By Terri Belkas | Published  01/18/2008 | Currency , Futures , Options , Stocks | Unrated
How Will Bank of Canada Rate Decision Impact USD/CAD?

CAD Retail Sales (MoM) (NOV) (13:30 GMT; 08:30 EST)
Expected: 0.3%
Previous: 0.1%

Bank of Canada Rate Decision (14:00 GMT; 09:00 EST)
Expected: 25bp Cut to 4.00%
Previous: 25bp Cut to 4.25%

What Are The Markets Facing?

On Tuesday, the Bank of Canada will announce whether they find it necessary to cut interest rates by another 25bp to 4.00 percent, as downside risks to growth continue to mount and credit markets remain tight. Indeed, there is much evidence that points to a potential cut, helping to explain why futures are pricing in such a move and all of the 18 economists polled by Bloomberg News agree that they will do so. Economic expansion in Canada slowed during the third quarter to 2.9 percent from 3.8 percent during the quarter prior. The trade component created a drag on the headline figure, as the appreciation of the Canadian dollar led exports to slow to 2.3 percent from 3.1 percent. On the other hand, the national currency's gains helped business investment to jump and pick up some of the slack of the trade figures, as businesses were quick to take advantage of cheaper machinery and equipment prices in the US. Meanwhile, Canadian labor market deteriorated at the end of the year, which may only lead retail sales to soften further. The combination of slowing expansion led by lackluster demand for Canadian exports and faltering domestic demand would be enough on its own to spark expectations for a rate cut by the BOC. However, November inflation readings showed surprisingly weak core figures, as the Loonie’s gains led the costs of imported goods to plummet. In fact, the BOC’s CPI measure went unchanged during the month, bringing the annual rate further below their inflation target to 1.6 percent. Furthermore, the central bank’s quarterly Business Outlook Survey showed that 32 percent of executives said credit markets had tightened in the past three months, highlighting the fact that businesses are struggling to raise funds. As a result, the BOC will likely follow the US Federal Reserve’s lead and make monetary policy more accommodative, which may spark major volatility in the nation’s bond, FX, and equity markets.
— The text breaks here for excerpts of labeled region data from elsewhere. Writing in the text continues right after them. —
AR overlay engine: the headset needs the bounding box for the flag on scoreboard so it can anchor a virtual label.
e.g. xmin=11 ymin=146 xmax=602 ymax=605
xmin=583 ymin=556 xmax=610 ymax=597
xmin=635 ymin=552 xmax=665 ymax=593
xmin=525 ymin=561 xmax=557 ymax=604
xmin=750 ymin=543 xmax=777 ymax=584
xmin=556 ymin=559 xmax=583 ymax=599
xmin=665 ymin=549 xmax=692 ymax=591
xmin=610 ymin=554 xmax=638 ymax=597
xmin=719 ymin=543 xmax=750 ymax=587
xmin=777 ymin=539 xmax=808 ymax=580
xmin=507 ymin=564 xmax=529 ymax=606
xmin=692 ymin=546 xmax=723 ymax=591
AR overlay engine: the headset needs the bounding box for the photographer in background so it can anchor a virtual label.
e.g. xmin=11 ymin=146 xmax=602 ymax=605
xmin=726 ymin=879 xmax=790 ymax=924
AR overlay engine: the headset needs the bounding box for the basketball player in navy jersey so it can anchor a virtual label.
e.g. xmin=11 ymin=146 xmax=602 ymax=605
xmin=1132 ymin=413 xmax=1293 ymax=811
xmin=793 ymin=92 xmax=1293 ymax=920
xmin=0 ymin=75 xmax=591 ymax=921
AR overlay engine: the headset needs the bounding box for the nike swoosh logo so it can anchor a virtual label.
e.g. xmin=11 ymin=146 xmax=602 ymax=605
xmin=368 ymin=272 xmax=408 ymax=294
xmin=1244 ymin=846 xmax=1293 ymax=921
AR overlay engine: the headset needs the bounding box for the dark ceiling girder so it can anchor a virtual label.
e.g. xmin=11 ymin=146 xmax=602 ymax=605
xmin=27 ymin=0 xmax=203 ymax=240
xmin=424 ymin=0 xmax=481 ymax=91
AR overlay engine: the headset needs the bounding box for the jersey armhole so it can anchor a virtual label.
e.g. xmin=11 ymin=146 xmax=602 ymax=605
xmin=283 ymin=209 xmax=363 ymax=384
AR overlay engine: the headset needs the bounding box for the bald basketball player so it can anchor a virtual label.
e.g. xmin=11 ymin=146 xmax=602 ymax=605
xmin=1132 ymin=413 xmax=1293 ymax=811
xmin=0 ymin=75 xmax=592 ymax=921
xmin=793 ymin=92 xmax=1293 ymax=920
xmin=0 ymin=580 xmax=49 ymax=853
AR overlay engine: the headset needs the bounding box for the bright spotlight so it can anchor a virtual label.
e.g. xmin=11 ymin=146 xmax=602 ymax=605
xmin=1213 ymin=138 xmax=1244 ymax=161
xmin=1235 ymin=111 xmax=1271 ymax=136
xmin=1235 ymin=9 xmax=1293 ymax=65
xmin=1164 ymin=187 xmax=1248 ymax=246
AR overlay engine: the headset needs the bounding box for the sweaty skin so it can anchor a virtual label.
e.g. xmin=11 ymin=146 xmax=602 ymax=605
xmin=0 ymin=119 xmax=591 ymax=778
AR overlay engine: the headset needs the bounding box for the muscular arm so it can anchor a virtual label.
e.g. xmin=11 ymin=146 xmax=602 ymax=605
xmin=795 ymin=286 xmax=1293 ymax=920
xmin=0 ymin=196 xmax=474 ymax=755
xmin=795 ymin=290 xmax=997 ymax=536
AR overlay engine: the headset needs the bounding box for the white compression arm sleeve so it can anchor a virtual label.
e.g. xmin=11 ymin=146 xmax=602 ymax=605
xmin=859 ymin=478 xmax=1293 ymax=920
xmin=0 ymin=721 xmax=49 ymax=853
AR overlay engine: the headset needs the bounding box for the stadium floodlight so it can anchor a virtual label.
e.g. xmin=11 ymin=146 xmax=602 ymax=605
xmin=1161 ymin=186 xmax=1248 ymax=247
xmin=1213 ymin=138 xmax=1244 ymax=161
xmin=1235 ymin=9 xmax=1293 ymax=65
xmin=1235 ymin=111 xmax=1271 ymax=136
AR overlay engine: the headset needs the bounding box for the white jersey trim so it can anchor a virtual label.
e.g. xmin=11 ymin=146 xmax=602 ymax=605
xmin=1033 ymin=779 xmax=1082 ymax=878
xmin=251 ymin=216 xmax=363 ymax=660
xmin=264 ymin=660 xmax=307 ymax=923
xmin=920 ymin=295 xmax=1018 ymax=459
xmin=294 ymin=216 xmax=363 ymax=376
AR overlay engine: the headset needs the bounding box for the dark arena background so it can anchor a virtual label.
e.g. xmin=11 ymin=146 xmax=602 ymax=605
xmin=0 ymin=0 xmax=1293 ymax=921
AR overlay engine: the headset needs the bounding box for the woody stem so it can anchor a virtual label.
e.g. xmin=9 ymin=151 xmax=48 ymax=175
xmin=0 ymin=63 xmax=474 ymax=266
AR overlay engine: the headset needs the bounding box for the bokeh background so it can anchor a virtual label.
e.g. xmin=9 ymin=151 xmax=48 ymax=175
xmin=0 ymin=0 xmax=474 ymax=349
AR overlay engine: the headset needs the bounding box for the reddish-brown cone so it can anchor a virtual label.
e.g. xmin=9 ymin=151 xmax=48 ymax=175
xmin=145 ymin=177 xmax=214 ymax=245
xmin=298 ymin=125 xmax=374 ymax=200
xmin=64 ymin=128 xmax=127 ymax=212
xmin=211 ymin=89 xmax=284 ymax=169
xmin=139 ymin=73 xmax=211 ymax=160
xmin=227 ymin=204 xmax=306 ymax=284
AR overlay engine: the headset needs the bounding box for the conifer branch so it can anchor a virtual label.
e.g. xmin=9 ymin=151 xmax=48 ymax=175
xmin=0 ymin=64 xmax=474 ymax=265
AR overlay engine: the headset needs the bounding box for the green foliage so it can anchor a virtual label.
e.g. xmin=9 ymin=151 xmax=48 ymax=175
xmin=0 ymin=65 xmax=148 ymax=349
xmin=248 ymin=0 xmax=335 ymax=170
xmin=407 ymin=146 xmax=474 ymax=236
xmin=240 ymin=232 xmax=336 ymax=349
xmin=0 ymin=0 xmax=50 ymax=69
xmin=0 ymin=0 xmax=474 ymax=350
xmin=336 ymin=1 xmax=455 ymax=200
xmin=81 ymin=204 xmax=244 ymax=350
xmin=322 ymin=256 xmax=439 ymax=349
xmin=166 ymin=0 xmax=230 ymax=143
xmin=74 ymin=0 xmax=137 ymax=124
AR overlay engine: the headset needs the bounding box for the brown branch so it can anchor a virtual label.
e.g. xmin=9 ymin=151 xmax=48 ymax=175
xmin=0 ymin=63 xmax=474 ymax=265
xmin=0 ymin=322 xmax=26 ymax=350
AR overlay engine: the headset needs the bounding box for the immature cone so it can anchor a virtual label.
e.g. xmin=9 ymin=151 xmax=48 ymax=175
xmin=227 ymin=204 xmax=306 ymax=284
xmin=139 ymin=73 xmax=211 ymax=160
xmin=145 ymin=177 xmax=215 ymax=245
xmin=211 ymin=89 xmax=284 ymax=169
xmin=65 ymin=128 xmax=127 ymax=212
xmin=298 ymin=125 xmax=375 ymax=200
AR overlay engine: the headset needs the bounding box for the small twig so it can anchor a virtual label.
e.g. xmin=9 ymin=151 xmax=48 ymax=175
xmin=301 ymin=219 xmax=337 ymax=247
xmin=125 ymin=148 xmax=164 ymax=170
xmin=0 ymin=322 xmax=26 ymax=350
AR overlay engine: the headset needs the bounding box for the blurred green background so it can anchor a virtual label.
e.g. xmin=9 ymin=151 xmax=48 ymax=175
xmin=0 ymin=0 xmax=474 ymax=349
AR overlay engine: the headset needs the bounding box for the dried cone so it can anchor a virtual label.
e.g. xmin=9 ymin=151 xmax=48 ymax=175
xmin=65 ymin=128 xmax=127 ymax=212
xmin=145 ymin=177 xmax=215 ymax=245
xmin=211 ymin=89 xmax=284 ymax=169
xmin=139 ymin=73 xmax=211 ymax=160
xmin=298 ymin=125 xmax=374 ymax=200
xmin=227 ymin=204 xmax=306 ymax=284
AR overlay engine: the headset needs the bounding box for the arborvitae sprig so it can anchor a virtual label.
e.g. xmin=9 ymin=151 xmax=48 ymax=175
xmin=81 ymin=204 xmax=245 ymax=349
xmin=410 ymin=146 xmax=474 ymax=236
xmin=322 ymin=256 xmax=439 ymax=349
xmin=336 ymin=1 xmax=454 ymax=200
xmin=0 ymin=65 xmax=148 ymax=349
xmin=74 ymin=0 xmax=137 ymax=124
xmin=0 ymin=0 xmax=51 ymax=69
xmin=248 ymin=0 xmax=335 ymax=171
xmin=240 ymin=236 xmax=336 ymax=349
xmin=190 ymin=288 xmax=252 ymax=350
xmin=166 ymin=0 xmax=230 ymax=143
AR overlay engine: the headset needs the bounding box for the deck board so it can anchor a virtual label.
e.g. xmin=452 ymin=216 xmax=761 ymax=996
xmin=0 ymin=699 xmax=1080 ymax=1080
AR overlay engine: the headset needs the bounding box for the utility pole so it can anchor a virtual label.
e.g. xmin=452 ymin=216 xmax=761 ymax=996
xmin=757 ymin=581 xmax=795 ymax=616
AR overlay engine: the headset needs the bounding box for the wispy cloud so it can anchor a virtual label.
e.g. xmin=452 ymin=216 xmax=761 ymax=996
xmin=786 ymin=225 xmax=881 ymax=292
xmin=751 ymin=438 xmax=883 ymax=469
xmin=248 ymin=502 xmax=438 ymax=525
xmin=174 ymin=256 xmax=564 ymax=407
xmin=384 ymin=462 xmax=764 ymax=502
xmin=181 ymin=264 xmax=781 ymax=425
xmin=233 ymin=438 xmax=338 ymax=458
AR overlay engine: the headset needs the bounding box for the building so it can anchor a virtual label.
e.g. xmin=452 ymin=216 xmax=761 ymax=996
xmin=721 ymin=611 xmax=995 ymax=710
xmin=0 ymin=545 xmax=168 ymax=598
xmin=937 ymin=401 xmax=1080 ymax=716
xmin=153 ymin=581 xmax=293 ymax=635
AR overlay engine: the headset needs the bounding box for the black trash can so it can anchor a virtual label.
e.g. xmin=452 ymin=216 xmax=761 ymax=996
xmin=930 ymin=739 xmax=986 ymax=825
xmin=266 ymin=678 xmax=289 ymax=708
Bonds – 10-Year Canadian Government Bond Futures

Canadian Government Bond futures are down slightly from this week's high of 117.14, which is slightly above weekly pivot resistance at 117.10. However, Wednesday’s bearish engulfing candle does not bode well for this bull run, and declines may target Initial support at 116.33-55. Nevertheless, Tuesday’s BOC rate decision provides ample event risk for CGBs, as a rate cut is likely to push the contract towards 117.19. On the other hand, a surprise decision to leave rates steady could weigh heavily on CGBs.

FX – USD/CAD

The Canadian dollar has lost steam over the past few months since the USD/CAD pair bottomed out at 0.9059 on November 7. While the greenback has generally gained against most of the majors during that period of time, signs that the strength of the Canadian economy is waning have only helped accelerate the rebound in USD/CAD. Recently, the pair managed to push above the critical 1.00 level, but whether the Loonie will hold below parity remains to be seen. On Tuesday, the Bank of Canada will announce their interest rate decision, and the markets are betting that they will cut lending rates by 25bp to 4.00 percent. Given signs that economic and financial market conditions are deteriorating, there is little doubt that the Bank of Canada will at least issue a somewhat dovish policy statement.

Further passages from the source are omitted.